It still feels incredibly surreal that three weeks ago, we were in Tanzania.
It also feels hard to put the entire experience into words that accurately express the warmth, beauty and friendliness that radiated from the people + the land. Adjectives like amazing! inspiring! life-changing! don’t do it justice, and yet, Tanzania was all those things: amazing, inspiring and life-changing. Trite, but oh so true.
Going on safari was, of course, one of the highlights. There are few feelings of exhilaration in my life that match the first time I saw a giraffe on safari. It’s sleek neck peeked out of a bushy tree top in Lake Manyara National Park, and I slightly peed myself from excitement. It made me so dang happy to see animals in the habitats where they belong—roaming free and wild in mother nature, and you know… NOT in a zoo. You name an animal, and we saw it. Lions ( simba ), zebras ( punda lia ), baboons ( nyani ), hippos ( kiboko ), warthogs ( pumba ), giraffes ( twiga ), rhinos ( kifaru ), hyenas ( fisi ), elephants ( tembo ), leopards ( chui ) and many more.
We even saw a cheetah kill! It was gruesome watching the cheetah devour the baby wildebeest with its furry mouth stained red with blood, but as they say, it’s the circle of life, yo.
A few other safari highlights: daily Swahili lessons from Robert + Nelson, spotting the Maasai wrapped in the traditional red + blue shuka blanket, visiting Oldupai Gorge ( where the earliest evidence of the existence of human ancestors was found ), falling asleep to lion mating calls in the not-so-distant distance, morning safari drives, the delicious green banana curry dish Nelson for dinner one night, the pack of 20 mama + baby elephants that crossed the road in front of our car on the way to the airport, and flying out of the Serengeti to witness the incredibly diverse landscapes of Tanzania thousands of feet in the air.

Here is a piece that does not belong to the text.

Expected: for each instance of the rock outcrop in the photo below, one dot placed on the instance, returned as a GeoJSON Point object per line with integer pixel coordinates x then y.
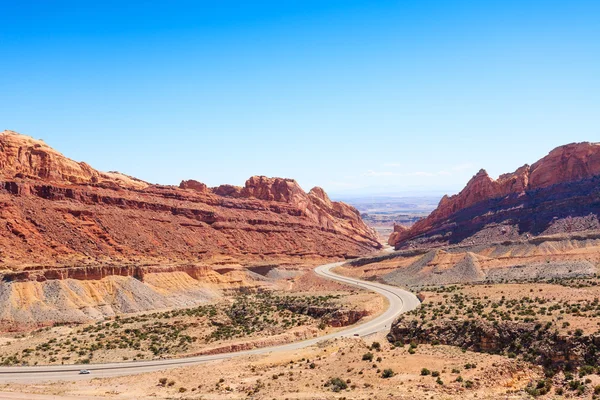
{"type": "Point", "coordinates": [77, 244]}
{"type": "Point", "coordinates": [57, 212]}
{"type": "Point", "coordinates": [557, 194]}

Nashukuru coocoo fahamu, Tanzania. ( It’s nice to know you, Tanzania. )
Tanzania is one of the friendliest countries I’ve visited with some of the nicest + funniest people. Generally, the society is conservative, so it’s important to keep that in mind as you pack for the trip, interact with locals and conduct yourself in Tanzania. R-E-S-P-E-C-T.

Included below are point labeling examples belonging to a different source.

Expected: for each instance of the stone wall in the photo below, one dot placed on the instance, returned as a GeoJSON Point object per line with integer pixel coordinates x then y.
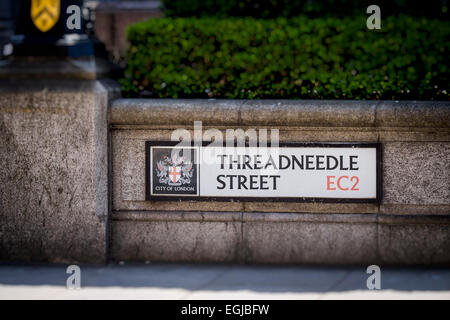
{"type": "Point", "coordinates": [411, 225]}
{"type": "Point", "coordinates": [54, 191]}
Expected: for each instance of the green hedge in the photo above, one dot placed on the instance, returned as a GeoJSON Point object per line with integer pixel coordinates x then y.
{"type": "Point", "coordinates": [289, 8]}
{"type": "Point", "coordinates": [303, 58]}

Planning our trip involved a lot more research + preparation than any other place I’ve traveled to. Between international flights, safari operators, vaccines, money, transport, logistics, etc., it can feel like a lot. Below is a quick overview of the trip, but if you’re seriously thinking about going to Tanzania, please email me. I’d be happy to give more specific advice.
WHERE TO GO
The better question is: when are you going? Northern Tanzania is home to the Great Wildebeest Migration, which sees more than two million animals migrate between Southern Kenya + Tanzania every year. The best place to safari + see animals changes throughout the seasons.
For us, going in mid-to-late January meant we spent one day in Lake Manyara National Park, one day at the awe-inspiring Ngorongoro Crater, two days in Ndutu ( an area between Ngorongoro + Serengeti ) and two days in Serengeti National Park. We saw the most animals in Ndutu, as the wildebeest were calving ( BABIES! ), and animals were everywhere. Ngorongoro is also animal-plenty—it was here we saw the incredible endangered black rhino.
There are many safari companies, and the right one depends on how luxurious you want your trip to be. We used Basecamp Tanzania ( hi Achmed! ), which was perfect for us budget-minded safari folk. We tent camped four of the six nights, and stayed at this tented camp the other two nights. We loved our guide, Robert, and cook, Nelson, who schooled us in Tanzanian rap music + politics, and put up with my endless requests for, “How do you say that in Swahili?”
Access 2 Tanzania was our #2 safari company choice. They were highly responsive + helpful, but more expensive than Basecamp. If you’re looking for a company on the luxury end, we heard great things about Leopard Tours.
GETTING TO + FROM
On arrival, most people fly into Mount Kilimanjaro Airport, which is a 45-minute drive from Arusha, Tanzania’s 4th largest city + the main jumping off point to safari. We stayed in Arusha for two days to acclimate, have a pre-safari meeting with Basecamp and visit the School of St. Jude. On our third day, Robert + Nelson picked us up at our lodge at 7am, and we headed off on a two-hour drive to our first park.
When our safari was over, we flew straight out of the Serengeti to the island of Zanzibar for the next part of our trip. Depending on the itinerary, many safari vehicles make the long trek back to Arusha for travelers heading home or on a bus to their next destination in Tanzania.